[PATCH 2/2] memcg: Allow guarantee reclaim

From: Michal Hocko
Date: Wed Jun 11 2014 - 04:01:03 EST


Some users (e.g. Google) would like to have stronger semantic than low
limit offers currently. The fallback mode is not desirable and they
prefer hitting OOM killer rather than ignoring low limit for protected
groups.

There are other possible usecases which can benefit from hard
guarantees. There are loads which will simply start trashing if the
memory working set drops under certain level and it is more appropriate
to simply kill and restart such a load if the required memory cannot
be provided.
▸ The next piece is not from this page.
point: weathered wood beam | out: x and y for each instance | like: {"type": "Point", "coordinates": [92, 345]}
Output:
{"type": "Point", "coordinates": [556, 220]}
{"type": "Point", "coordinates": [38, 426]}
Another usecase would be a hard memory isolation for
containers.

The min_limit is initialized to 0 and it has precedence over low_limit.
If the reclaim is not able to find any memcg in the reclaimed hierarchy
above min_limit then OOM killer is triggered to resolve the situation.

Signed-off-by: Michal Hocko <mhocko@xxxxxxx>
---
Documentation/cgroups/memory.txt | 26 ++++++++++++++++++--------
include/linux/memcontrol.h | 14 ++++++++------
include/linux/res_counter.h | 32 ++++++++++++++++++++++++++++++--
mm/memcontrol.c | 18 +++++++++++-------
mm/oom_kill.c | 6 ++++--
mm/vmscan.c | 38 ++++++++++++++++++++++----------------
6 files changed, 93 insertions(+), 41 deletions(-)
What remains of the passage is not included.